其实,快乐是多么难得的奢侈啊!这个世界上有几个人能真正快乐呢?
顾楠不快乐,悦心也不快乐。
离婚,对悦心来说是解脱,但实际上,她的内心深处却自卑,自怨自艾,她觉得自己是个失败透顶的女人。她无法摆脱过往的桎梏,她虽然表面上依然微笑,可实际上,却无法抚平内心的伤痛。
白天上班的时候,她奋力工作,想借此忘记婚姻里那些琐碎的烦恼;晚上回到住处,她不停的做家务,跟伟伟聊天,看书、看电视,打发时光。她不愿意回想失败婚姻里任何一个细节,那些都是她永远无法愈合的伤。
她假装忙碌着,努力生活着,她表面上云淡风轻,可内心里却孤独苦涩。
也许,伟伟看出了她的难过,尽力逗她开心。“悦心,晚上陪我去逛街,买那件心仪已久的漂亮衣服。”伟伟提议。
悦心笑着点点头,故作轻松的说:“那我下班直接在地铁口等你啊,不过,你可要伪装好,别让人家认出来是某娱乐节目的主持人,要不会被围观。”
伟伟叹了口气,又改变了主意:“算啦,还是下次再去吧,今晚就陪你看八点档电视剧好了。”其实,八点档演什么悦心根本不知道,有很多次,她都看着电视,走神走到了太平洋。
伟伟生日那天,正赶上周六,她跟悦心说,好几年没过过生日,这次一定要好好庆祝一番。于是,悦心替她张罗了一桌饭菜,都是她喜欢吃的。
饭菜飘出浓浓的香气,在屋子里缭绕着,伟伟深深吸了口气,赞到:“好香!”
“那就开吃吧!”悦心摆好碗筷,开了香槟,就等寿星坐过来。
伟伟今天穿了一袭玫红色长款毛衣,下摆柔柔的掀起荷叶边,于是整个人也飘逸起来,她本来就长得漂亮,再加上这么出色的衣服,更显得娇媚。
悦心喊了好几声吃饭,伟伟却没动,她靠在门口,不停的看表,过了几分钟,开始在室内来回走动,一刻也没消停。直到门铃响,她才神采奕奕起来,眉开眼笑的去开门。
门外站的人让悦心淡然的皱了皱眉。他身材颀长,温文尔雅,手里捧着鲜花和蛋糕,站在门口微笑,那微笑蔓延到整张脸上,显得陌生。
“袁若鸿?”她没想到这样的时刻,他会出现。“你不是去了厦门?”这几日在公司都没见过他,本想找他汇报工作,但于秘书说袁总去厦门出差了。
“刚回来。”他脸上没有风尘仆仆的匆忙,却是随意的闲适,“伟伟过生日,特意邀请我,怎么能不来?”他看一眼伟伟,又看看悦心,然后把蛋糕放在餐桌上。
伟伟终于兴奋的笑起来,喊着:“赶紧吃饭,饿死了。”
悦心好歹吃了几口菜,就再也没胃口,看着伟伟跟袁若鸿吃得不亦乐乎,她给自己倒了杯茶,一点一点的抿起来。袁若鸿发现她的异样,赶紧说:“今天的菜做的好吃。”说完,还夸张的夹了一筷子,放进自己的餐碟里。

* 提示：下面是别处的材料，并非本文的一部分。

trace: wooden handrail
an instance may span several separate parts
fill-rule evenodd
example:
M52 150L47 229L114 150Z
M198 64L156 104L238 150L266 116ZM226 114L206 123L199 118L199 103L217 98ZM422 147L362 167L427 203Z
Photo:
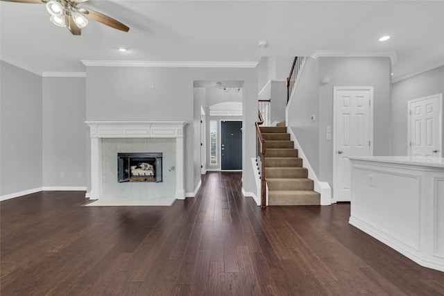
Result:
M264 209L266 207L266 180L265 179L265 153L266 152L266 144L265 139L262 137L261 129L259 125L264 124L264 119L261 114L260 111L258 112L259 121L256 121L256 132L259 137L259 141L261 143L260 157L261 159L261 208Z

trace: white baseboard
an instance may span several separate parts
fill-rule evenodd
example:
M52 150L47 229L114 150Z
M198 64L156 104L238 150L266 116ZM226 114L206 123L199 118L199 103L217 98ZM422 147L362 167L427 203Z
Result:
M200 188L200 185L202 185L202 180L200 180L199 182L197 184L197 186L196 186L196 189L194 189L194 192L187 192L185 193L185 198L194 198L196 196L196 195L197 194L197 191L199 191L199 189Z
M86 191L85 186L44 186L34 188L33 189L24 190L23 191L15 192L14 193L7 194L0 196L1 200L10 200L11 198L19 198L20 196L26 195L28 194L35 193L40 191ZM89 193L87 193L89 194ZM86 197L86 195L85 195Z
M332 204L332 188L330 184L326 182L321 182L318 179L318 176L314 173L310 162L308 161L304 153L304 150L299 145L299 142L296 139L293 130L288 127L287 132L290 134L290 138L291 141L294 141L295 148L298 149L299 157L303 159L303 166L308 170L308 177L311 179L314 182L314 191L321 193L321 205L330 205Z
M44 186L42 188L44 191L86 191L86 186Z
M35 193L43 190L42 187L34 188L33 189L24 190L23 191L15 192L14 193L6 194L0 196L0 200L10 200L11 198L19 198L20 196L26 195L28 194Z

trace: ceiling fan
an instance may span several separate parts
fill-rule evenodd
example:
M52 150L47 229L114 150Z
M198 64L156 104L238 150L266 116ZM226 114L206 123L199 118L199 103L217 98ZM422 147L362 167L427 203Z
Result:
M80 35L82 28L88 24L87 17L117 30L128 32L127 26L112 17L89 8L77 7L79 3L88 0L1 0L9 2L46 4L51 15L49 20L56 26L67 27L73 35Z

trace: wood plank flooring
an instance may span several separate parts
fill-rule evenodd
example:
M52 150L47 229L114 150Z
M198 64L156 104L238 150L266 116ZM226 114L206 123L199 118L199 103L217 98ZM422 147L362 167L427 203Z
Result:
M171 207L1 202L0 295L444 295L444 272L350 225L350 204L261 210L241 177L208 173Z

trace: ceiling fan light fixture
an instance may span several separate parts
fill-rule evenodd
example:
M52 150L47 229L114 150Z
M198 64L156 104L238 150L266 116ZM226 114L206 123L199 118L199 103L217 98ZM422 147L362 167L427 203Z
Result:
M80 28L84 28L88 24L88 20L86 19L86 17L77 11L74 11L72 12L72 17L74 19L74 23L76 23L77 26Z
M63 15L63 6L56 1L50 1L46 3L46 10L51 15L60 17Z
M58 17L51 15L49 18L49 20L51 23L53 23L56 26L58 26L59 27L63 28L67 26L67 25L65 24L65 17L63 15L60 15Z

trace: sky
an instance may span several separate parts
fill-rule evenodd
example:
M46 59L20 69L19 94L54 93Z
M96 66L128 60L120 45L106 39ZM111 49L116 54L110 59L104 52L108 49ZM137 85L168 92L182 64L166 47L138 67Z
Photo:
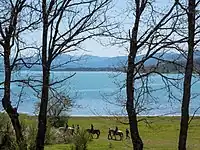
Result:
M133 0L116 0L116 5L114 6L115 9L118 11L124 11L127 9L127 7L130 8L130 5L127 3L127 1L132 1ZM172 0L155 0L156 6L161 7L162 9L168 6L170 3L172 3ZM128 9L129 9L128 8ZM123 14L121 14L121 17L124 17ZM120 17L119 17L120 19ZM134 16L133 16L134 20ZM131 23L133 21L129 20L129 25L126 26L125 30L131 29ZM87 52L84 52L85 54L88 55L94 55L94 56L101 56L101 57L115 57L115 56L122 56L122 55L127 55L127 50L124 47L128 47L127 45L124 45L124 47L118 47L118 46L102 46L95 40L89 40L84 42L84 48L87 49Z
M123 24L124 30L127 32L129 29L131 29L131 25L134 22L134 15L130 15L129 17L125 16L126 14L123 14L121 12L127 12L128 9L132 8L130 6L130 3L127 3L127 1L133 2L133 0L114 0L115 5L113 6L113 9L110 13L112 15L118 14L115 18L116 21L121 21L121 18L126 17L125 23ZM168 4L170 4L170 1L172 0L155 0L157 7L166 7ZM37 34L37 33L36 33ZM29 36L29 40L32 40L32 37L38 39L38 41L41 41L41 34L34 34L32 36ZM104 39L105 40L105 39ZM119 46L103 46L96 40L87 40L84 43L82 43L83 49L86 51L78 51L75 52L75 55L93 55L93 56L101 56L101 57L115 57L115 56L124 56L127 55L126 48L129 47L129 43L124 44L123 47Z

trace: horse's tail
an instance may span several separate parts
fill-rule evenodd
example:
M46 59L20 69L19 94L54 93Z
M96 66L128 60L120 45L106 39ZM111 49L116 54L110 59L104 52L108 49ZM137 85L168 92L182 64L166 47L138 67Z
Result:
M100 130L98 130L98 138L99 138L100 134L101 134L101 131L100 131Z

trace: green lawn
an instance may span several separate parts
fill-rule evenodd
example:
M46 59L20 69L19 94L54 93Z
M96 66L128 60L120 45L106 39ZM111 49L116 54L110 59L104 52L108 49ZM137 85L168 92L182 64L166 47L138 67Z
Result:
M180 117L147 117L148 123L139 122L140 135L146 150L175 150L177 149ZM123 120L124 121L124 120ZM101 130L99 139L93 139L89 143L89 150L131 150L131 141L113 141L107 139L108 128L116 125L125 132L128 125L124 125L114 118L109 117L72 117L69 125L79 124L82 128L94 128ZM109 148L110 147L110 148ZM200 149L200 117L196 117L190 123L188 132L188 150ZM45 150L70 150L70 145L49 145Z

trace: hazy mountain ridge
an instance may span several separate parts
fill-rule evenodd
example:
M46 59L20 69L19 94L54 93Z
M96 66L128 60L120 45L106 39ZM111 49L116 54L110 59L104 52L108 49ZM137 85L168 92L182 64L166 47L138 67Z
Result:
M140 55L136 57L136 62L140 61L144 55ZM177 62L184 63L186 61L186 58L184 58L182 55L178 53L157 53L154 55L154 57L158 57L161 59L173 61L176 60ZM194 54L195 62L200 62L200 52L195 52ZM25 62L35 62L37 58L27 58L24 59ZM3 60L0 59L1 65L0 70L3 70ZM67 62L67 63L66 63ZM145 61L144 65L147 66L153 66L158 62L155 58L150 58L147 61ZM40 62L37 62L40 63ZM52 69L53 70L78 70L80 69L83 71L84 69L87 70L109 70L109 68L121 68L126 66L127 64L127 56L116 56L116 57L100 57L100 56L92 56L92 55L83 55L83 56L71 56L71 55L61 55L58 56L52 63ZM101 69L97 69L101 68ZM22 67L22 69L27 70L27 68ZM41 65L34 65L31 67L30 70L41 70Z

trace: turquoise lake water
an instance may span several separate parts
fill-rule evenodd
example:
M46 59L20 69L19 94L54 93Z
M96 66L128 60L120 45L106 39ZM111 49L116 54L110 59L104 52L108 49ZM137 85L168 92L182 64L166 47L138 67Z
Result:
M54 82L72 73L74 72L52 72L51 80ZM32 76L34 79L40 79L41 72L22 71L21 73L15 74L13 78L27 78L28 76ZM179 74L169 74L166 76L170 78L181 78ZM55 85L55 87L69 93L75 102L75 107L70 112L71 115L121 115L126 114L122 106L126 100L125 89L122 88L120 90L120 87L125 83L125 77L125 74L112 72L76 72L75 76L62 84ZM3 73L1 73L1 79L3 79ZM190 114L193 114L200 106L200 82L198 80L198 76L193 77ZM165 86L165 82L158 75L149 77L148 83L150 95L140 97L142 111L139 114L179 115L180 101L182 99L182 80L171 82L172 84L176 84L179 89L172 85L170 87ZM38 85L36 82L34 84ZM141 81L137 81L136 88L140 87L140 85ZM38 85L36 89L39 89L39 87ZM12 84L12 103L14 105L17 105L20 89L17 84ZM136 96L138 96L138 93L136 93ZM34 103L37 100L36 93L33 90L28 87L24 88L22 102L20 102L18 110L20 112L33 114ZM196 114L199 115L200 111L197 111Z

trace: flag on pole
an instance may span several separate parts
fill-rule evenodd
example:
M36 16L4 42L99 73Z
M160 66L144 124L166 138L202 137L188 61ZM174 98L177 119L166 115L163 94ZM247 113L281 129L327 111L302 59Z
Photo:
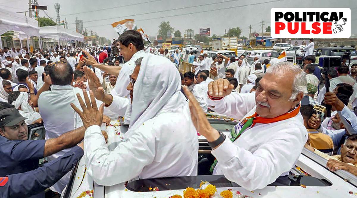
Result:
M39 12L37 11L37 6L35 6L35 17L37 19L39 17Z
M147 36L147 35L144 32L144 30L143 30L142 28L140 28L140 29L138 29L137 30L138 32L140 32L140 33L141 34L141 36L142 36L142 39L145 40L147 42L149 42L149 43L151 43L151 42L149 40L149 37Z
M137 28L134 19L124 19L112 24L112 26L118 34L120 35L127 30L136 30Z
M267 65L267 68L268 68L270 66L272 66L277 63L287 61L287 59L286 59L286 54L285 53L285 52L284 51L283 53L280 54L280 55L277 58L273 58L270 60L270 62Z

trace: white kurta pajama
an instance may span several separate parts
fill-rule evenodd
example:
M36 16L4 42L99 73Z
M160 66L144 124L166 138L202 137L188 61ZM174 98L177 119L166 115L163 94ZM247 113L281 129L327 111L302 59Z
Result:
M110 186L137 177L197 175L197 133L177 69L167 58L147 54L134 87L125 142L111 151L99 126L86 131L88 174L97 183Z
M255 93L231 94L207 103L216 112L241 119L254 114L255 98ZM303 123L299 113L277 122L257 123L234 142L226 139L212 152L218 161L213 174L223 174L248 190L263 188L287 174L307 140Z
M79 109L82 108L79 105L76 94L78 93L84 98L81 89L74 87L70 85L59 85L52 84L51 90L41 94L38 100L39 111L44 121L46 129L46 139L55 138L68 131L77 129L83 125L82 120L71 106L74 104ZM89 92L87 92L88 95ZM98 108L102 103L97 101ZM47 157L49 161L62 156L70 150L70 148L62 151ZM66 174L50 189L61 193L69 181L71 172Z

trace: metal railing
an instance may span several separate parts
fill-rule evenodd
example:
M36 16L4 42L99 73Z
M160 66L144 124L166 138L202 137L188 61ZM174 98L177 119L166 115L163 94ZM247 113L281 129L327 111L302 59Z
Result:
M178 67L178 71L182 74L192 71L192 63L182 61L181 62Z

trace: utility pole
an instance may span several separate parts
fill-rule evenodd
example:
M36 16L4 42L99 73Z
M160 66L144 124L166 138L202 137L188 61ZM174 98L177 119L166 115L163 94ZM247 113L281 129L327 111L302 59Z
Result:
M248 27L248 28L249 28L249 35L248 35L248 40L250 40L250 34L251 33L252 33L252 28L253 28L253 26L252 26L252 25L249 25L249 27Z
M57 22L57 25L59 26L60 21L60 4L58 3L55 4L55 10L56 10L56 14L57 16L57 19L56 20Z
M263 39L263 36L264 36L264 22L265 22L265 21L264 21L264 20L262 20L262 25L260 25L262 26L262 40ZM263 45L262 42L262 45Z

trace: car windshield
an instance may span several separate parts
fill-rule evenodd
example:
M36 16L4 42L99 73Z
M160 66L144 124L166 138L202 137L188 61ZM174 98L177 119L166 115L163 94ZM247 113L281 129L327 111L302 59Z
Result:
M331 55L332 56L341 56L343 55L345 52L350 52L352 56L356 54L356 50L354 49L333 50L332 52Z
M277 58L279 57L279 54L276 52L268 52L263 53L262 57Z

伟伟像演双簧似地接口说:“ 都是悦心做的,在厨艺上,她还真有一手。”
袁若鸿点点头,表示赞同,然后,抬起头,别有深意的说:“真没想到,过了这些年,还能吃上她亲手做的菜。”
伟伟倒是没什么心计,听他这么说,就笑起来:“如果想吃,以后就经常来我们这儿吃呗,反正悦心天天都做饭。”
悦心尴尬的咳了一声,打断伟伟:“快些吃饭,菜都凉了。”
好不容易吃完一顿饭,三个人又开始向蛋糕进攻。看着袁若鸿带来的大蛋糕,伟伟直流口水,“看起来就有食欲,快点切开吃,等不及了。”她一口气吹灭了生日蜡烛,把刀递给袁若鸿。
他轻轻从中间把蛋糕切开,并分了三个小块,给每个人盛了一小碟,递给悦心的时候,他迟疑了一下,然后,轻声说:“希望你快乐!”
可是,真的可以快乐吗?悦心不确定心里的感觉。
看悦心吃蛋糕味同嚼蜡,伟伟心思一转,恶作剧的把自己碟子里的奶油往悦心抹去,被她抹了一脸,她不肯罢休,同样给伟伟抹了去。伟伟边擦边瞟了一眼旁边看热闹的袁若鸿,干脆也让他沾些光,把带了颜色的奶油又都抹在了他脸上。
顿时,三个人的脸像涂了颜料的面具。
因为新奇、兴奋,伟伟开怀大笑,悦心只是抿着嘴勾了勾嘴角。
倒是袁若鸿,笑的温润如玉,他的目光停在悦心脸上,眼里闪着一股柔和的光彩。
看到他那样的眼神,悦心心里好像有东西在蠕动,再看伟伟,她紧盯着袁若鸿的眼睛,一股失落的情绪在面庞上逐渐蔓延开来。
悦心突然感到很难过,她别过脸,悄悄咬了咬唇角,然后,不见了笑颜。
过了这么多年,她本以为一切都变了,可是,现在看来,一切又回到了起点。
第 35 章 。。。
顾楠对产品宣传的策划当然不在行,唯一想到的能咨询的人就是悦心,他犹豫了很久,才给她打了电话。
悦心的声音一如既往的温柔,“喂?我是何悦心,请问您是哪位?”
顾楠才想起来,他正用办公室的电话打给她,也许留恋那点温存的余音,他握紧听筒迟迟没开口,悦心又问了一遍,他还是没勇气说话,后来,只能匆忙把电话挂了,一个人狼狈的趴在办公桌上想象她糯懦的说话时嘴角勾起的样子,恬淡如春日的海棠花。
顾楠再去找刘莹,是因为他策划的某产品代理获得了成功,短短半个月时间,效果明显,总公司的领导亲自找他谈了话,让他直接接手销售部主管的职务。
如此天大的好事儿,他觉得不像真的,急需找个人见证一下,所以,又一次去了刘莹驻唱的酒吧。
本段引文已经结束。